Is the Approach New?
Considering how quickly AI came up with it, I initially assumed that this approach had already been described somewhere. However, I never found such an algorithm and came to the following conclusions:
- All components and individual tricks in this approach are known and widely used: 4-bit tables, the prefix-sum algorithm, and the
pdeppattern - Their composition into a single algorithm is new
I should note that my role in developing this particular method came down to the prompt: βPlease think about a 4-bit-table-based algorithm for excess.β
What I Use for AI Work
First, the work was done with kilocode; at the moment its CLI version is OpenCode with some additions. For optimizing C++ code, I use an additional set of skills that define a concrete workflow. In short, it comes down to this:
- Use Google Benchmark for performance measurements. Everything that was not measured is speculation.

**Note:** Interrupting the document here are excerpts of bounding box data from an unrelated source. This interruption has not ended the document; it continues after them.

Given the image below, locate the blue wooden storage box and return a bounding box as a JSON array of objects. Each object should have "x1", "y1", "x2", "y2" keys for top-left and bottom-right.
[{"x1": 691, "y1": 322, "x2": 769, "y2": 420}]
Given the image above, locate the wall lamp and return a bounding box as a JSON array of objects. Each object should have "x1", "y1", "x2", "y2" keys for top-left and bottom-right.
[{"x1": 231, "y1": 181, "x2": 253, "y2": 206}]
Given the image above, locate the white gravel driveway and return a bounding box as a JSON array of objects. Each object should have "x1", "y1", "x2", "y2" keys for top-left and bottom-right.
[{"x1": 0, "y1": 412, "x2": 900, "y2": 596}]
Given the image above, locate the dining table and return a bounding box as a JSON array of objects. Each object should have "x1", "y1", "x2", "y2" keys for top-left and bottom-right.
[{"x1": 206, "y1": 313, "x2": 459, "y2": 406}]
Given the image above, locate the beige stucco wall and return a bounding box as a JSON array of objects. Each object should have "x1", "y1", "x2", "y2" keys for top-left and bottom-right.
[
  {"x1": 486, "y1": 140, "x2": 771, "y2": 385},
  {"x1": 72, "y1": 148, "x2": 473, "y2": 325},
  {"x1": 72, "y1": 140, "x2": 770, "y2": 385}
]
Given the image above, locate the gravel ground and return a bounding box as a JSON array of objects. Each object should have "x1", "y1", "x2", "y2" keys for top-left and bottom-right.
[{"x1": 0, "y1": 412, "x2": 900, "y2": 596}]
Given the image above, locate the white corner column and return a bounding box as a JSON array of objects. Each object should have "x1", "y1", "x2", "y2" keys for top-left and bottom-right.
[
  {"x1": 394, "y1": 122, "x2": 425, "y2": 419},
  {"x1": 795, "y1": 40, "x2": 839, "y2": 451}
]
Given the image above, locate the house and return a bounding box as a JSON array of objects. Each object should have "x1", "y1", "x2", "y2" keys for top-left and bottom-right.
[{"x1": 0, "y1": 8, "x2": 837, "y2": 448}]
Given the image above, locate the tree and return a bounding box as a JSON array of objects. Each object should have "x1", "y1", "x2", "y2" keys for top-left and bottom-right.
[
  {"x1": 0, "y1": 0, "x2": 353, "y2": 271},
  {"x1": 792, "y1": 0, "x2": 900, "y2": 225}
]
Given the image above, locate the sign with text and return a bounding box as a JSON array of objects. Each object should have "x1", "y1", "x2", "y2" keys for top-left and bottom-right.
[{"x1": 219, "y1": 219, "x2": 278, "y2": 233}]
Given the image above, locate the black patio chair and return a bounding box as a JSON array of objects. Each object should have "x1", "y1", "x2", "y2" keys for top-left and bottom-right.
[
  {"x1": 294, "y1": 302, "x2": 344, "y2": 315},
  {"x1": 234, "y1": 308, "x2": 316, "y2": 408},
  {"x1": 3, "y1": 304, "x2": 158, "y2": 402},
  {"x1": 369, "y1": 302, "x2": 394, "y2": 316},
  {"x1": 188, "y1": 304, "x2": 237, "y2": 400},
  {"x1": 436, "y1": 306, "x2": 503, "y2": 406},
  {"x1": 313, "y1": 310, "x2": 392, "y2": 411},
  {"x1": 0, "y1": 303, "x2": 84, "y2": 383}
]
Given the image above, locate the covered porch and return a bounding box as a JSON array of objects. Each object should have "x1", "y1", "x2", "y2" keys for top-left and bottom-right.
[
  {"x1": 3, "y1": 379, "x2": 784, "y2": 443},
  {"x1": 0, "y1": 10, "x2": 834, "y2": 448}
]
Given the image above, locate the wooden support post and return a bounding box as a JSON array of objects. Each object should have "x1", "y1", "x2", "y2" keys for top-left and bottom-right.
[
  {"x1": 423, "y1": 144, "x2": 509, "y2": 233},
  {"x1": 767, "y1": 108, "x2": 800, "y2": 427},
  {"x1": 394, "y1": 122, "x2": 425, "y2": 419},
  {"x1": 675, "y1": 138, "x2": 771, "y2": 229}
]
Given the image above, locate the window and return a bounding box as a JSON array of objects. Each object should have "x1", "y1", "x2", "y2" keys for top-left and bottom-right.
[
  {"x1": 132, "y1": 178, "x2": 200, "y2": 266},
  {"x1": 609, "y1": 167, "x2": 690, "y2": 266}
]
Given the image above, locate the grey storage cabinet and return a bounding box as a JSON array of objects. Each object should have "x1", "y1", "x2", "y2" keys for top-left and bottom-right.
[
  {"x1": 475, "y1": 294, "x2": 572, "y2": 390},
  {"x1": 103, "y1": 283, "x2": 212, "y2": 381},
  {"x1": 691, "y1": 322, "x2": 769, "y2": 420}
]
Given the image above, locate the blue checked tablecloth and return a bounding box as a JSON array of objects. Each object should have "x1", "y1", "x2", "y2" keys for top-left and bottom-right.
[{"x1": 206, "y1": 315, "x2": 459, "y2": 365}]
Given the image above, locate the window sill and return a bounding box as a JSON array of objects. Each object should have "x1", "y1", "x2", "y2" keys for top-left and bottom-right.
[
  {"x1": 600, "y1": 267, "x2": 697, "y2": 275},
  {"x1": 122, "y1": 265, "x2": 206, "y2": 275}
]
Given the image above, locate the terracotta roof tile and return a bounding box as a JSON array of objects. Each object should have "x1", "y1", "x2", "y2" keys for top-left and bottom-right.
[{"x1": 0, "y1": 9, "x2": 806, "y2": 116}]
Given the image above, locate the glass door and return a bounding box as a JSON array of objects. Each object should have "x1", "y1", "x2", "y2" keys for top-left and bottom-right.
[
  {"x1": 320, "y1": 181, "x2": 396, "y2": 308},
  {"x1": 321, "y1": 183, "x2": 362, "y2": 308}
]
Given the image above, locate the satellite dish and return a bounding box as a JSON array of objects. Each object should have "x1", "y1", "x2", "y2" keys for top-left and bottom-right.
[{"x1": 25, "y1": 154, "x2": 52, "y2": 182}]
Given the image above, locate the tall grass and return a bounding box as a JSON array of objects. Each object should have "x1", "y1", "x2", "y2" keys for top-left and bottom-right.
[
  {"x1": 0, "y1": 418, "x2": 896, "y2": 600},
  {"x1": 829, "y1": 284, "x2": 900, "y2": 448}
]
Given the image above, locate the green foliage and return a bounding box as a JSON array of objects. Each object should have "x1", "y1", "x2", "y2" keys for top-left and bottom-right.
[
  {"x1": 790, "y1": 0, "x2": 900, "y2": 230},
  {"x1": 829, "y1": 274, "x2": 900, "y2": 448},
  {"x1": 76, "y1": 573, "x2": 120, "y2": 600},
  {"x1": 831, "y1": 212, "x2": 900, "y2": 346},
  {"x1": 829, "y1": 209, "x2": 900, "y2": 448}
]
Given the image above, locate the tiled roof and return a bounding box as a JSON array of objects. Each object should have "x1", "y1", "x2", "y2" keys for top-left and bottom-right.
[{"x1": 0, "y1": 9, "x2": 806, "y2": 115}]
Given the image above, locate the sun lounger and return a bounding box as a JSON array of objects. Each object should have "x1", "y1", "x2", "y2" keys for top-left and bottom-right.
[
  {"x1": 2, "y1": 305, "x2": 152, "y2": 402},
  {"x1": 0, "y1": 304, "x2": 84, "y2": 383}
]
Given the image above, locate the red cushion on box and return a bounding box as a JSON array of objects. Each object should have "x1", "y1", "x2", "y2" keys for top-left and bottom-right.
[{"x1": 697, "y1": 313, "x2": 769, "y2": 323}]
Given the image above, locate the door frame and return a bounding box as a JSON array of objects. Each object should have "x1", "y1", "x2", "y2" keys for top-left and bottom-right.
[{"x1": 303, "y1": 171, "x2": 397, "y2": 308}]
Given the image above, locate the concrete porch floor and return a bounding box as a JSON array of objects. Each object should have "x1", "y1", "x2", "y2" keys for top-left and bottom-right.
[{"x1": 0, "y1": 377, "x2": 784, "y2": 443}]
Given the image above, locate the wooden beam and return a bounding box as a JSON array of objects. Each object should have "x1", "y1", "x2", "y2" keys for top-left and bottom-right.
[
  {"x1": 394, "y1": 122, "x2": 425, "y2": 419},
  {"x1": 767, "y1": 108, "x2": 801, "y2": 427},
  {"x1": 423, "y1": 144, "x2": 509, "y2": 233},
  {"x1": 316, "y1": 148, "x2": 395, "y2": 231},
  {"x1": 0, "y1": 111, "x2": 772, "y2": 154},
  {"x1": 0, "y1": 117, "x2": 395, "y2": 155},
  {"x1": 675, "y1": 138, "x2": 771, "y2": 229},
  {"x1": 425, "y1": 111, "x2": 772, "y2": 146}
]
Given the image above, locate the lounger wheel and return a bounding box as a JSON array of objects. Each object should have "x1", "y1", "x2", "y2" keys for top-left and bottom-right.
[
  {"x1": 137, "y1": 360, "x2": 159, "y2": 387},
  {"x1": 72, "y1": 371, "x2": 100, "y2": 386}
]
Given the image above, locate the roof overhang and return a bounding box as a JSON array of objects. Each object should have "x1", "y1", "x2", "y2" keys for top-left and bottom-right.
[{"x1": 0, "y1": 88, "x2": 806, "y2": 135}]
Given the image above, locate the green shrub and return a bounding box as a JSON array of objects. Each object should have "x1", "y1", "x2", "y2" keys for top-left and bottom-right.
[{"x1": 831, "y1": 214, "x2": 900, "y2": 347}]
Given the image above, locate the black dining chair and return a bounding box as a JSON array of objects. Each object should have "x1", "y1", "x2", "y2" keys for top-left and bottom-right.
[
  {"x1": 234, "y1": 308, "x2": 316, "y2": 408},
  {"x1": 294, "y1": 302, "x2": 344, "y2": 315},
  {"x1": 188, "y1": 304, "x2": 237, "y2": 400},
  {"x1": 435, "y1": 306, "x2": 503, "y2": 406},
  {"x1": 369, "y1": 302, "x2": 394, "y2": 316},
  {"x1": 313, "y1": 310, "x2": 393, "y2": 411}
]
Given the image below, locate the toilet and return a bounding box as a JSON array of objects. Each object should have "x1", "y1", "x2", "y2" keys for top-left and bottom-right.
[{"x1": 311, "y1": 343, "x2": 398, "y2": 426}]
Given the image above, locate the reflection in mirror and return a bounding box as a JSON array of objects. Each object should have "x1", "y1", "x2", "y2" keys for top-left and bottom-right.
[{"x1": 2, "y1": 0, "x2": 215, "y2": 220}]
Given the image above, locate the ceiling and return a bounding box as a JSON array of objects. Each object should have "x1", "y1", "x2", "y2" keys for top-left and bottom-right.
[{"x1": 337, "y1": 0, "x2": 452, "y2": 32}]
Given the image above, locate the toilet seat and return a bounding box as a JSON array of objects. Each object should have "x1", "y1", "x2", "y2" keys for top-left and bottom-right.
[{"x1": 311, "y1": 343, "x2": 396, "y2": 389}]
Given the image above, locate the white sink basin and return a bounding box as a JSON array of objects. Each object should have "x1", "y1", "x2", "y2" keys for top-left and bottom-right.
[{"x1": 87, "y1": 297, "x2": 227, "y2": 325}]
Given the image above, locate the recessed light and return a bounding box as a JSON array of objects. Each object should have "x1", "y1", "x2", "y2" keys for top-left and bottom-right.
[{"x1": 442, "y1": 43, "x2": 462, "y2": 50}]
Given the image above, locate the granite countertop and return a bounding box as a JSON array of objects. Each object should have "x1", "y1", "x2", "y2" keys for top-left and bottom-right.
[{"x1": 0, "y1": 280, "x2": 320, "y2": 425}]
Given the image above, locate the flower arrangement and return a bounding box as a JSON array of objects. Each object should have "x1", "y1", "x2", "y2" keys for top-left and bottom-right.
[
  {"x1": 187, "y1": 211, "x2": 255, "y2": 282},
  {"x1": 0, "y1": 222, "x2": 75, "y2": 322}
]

- Use Google Test for test coverage: fast but incorrect code is useless.
- Use isolated builds to evaluate the performance impact of specific changes.
More details are available here:
I plan to extract this into a separate repository and develop it further.
Conclusion
From what I can see now, there are no global blockers that prevent AI from helping write C++ code. However, very few people are really trying to do this. There are problems, of course: for example, if you ask AI what AddressSanitizer is for, it will beautifully explain how it helps diagnose issues, but it will not run an ASan build by itself while writing code unless explicitly instructed to do so. AI can help with debugging; if you do not believe that, watch this talk from the latest CppCon, but that also requires setup.